Molly Offer-Westort is assistant professor in the political science department at the University of Chicago. Her work combines experimental design with machine learning methods to answer causal questions. Her ongoing substantive research agenda examines online behavior to understand how people change their views and attitudes in response to the conversations they take part in and the information they engage with online. Her 2024 Nature Human Behaviour article, “Battling the Coronavirus ‘Infodemic’ among Social Media Users in Kenya and Nigeria,” used a contextual adaptive experiment to identify the most effective interventions for curbing the spread of misinformation online.

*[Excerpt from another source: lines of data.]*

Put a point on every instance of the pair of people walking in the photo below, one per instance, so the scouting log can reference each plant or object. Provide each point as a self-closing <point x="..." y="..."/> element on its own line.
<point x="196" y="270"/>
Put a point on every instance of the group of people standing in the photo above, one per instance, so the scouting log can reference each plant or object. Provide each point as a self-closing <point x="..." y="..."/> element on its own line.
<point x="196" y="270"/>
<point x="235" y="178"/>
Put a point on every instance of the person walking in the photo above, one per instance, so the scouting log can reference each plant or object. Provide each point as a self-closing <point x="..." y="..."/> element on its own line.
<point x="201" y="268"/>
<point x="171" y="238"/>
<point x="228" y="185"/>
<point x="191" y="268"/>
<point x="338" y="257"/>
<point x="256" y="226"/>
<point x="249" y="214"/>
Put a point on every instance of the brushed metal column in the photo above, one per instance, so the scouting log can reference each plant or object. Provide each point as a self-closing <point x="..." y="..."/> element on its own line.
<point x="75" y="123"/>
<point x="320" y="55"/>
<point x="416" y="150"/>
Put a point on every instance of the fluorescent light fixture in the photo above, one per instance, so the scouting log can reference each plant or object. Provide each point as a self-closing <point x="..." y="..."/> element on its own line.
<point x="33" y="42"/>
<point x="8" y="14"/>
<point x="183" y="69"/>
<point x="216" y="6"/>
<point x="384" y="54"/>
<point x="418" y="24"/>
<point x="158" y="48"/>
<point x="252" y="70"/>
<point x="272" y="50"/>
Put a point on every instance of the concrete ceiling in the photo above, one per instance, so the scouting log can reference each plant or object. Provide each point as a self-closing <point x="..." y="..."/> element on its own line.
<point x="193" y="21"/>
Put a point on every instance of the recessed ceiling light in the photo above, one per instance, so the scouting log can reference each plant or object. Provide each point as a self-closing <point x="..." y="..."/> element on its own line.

In other work, she has conducted social media experiments to optimally target informational messaging to people hesitant to adopt vaccines and to measure the efficacy of online deep canvassing. Her work in statistical methodology develops and advances tools for experimental design and analysis. Offer-Westort holds a PhD from Yale, joint in political science and statistics and data science, along with a graduate degree in public policy from Princeton University.
Her project, “Digital Dialogues: Understanding Political Polarization through Online Discourse,” will emphasize the human aspect of online study design and will propose enhanced infrastructure for researchers who study social media platforms. Using the developed infrastructure for social media studies, the project will propose a series of studies that directly recruit social media users into extended online conversations, building out connections between online discourse and social media users’ downstream decisions.